Monday, August 29, 2011

Special Thunderstorms

A probably not so recent anymore AIM update identified two changes in the publication for which I wanted to look up the details.

The following airports have been identified for SPECI criteria for significant temperature changes between hourly reports: about half of Canadian airports

It then lists almost half of Canadian airports, the biggest ones. Normally an aerodrome observation, called a METAR is published once an hour, but if one of a number of specific significant changes occur, like precipitation starts or ends, or the ceiling or visibility changes past a specific limitation, they issue a special update observation called a SPECI. It's pretty clear from the descriptions that they are aimed at given a pilot the best chance of making the right decision about whether or not she can land there with her equipment and training.

It doesn't say why they have added temperature to the criteria. Temperature in and of itself doesn't offer the same impediment to landing as fog, hail, or thunderstorms, but a sudden change in temperature indicates the passage of a front, which could mean an abrupt change in weather, or sometimes freezing rain.
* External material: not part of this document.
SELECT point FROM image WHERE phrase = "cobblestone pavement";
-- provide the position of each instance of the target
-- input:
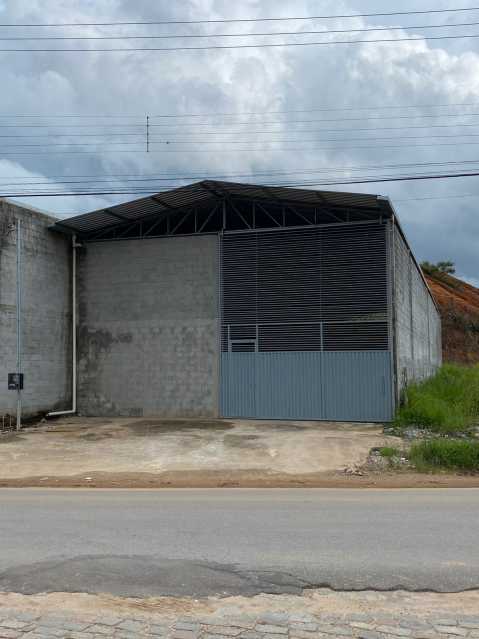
(273, 625)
The second change is to Met 3.13 and I was curious when I looked at it what they had changed.

(a) active thunderstorms–the cumulonimbus (CB) symbol is used when thunderstorms occur, or are forecast to occur, over a widespread area, along a line, embedded in other cloud layers, or when concealed by a hazard. The amounts and the spatial coverage (in brackets) are indicated as:

ISOLD (isolated) – for individual CBs (less than 25%)
OCNL (occasional) – for well­separated CBs (25 – 50% inclusive)
NMRS (numerous) – for CBs with little or no separation (greater than 50%)

It looked the same as I remembered. As an instructor I used to teach students to match ISOLD to FEW (1-2 octas), OCNL to SCT (3-4 octas) and NMRS to BKN (>4 octas), where an octa, or maybe it's an okta--damn you really forget this stuff when you're not lecturing someone on it every day--is a one-eighth proportion of the sky. I houled out an older paper copy of the AIM and looked up what it used to be, and the old version omits the bits that are in parentheses in the lines quoted above. I wonder how I knew it, then. I guess it was in the old, old version, the AIP and somehow didn't get added to the new AIM until recently.

That's exactly how lore is created, but someone added it back in, so now it's information again. I love lore. Especially when it's incorrect but it can be traced back to a loopily logical origin.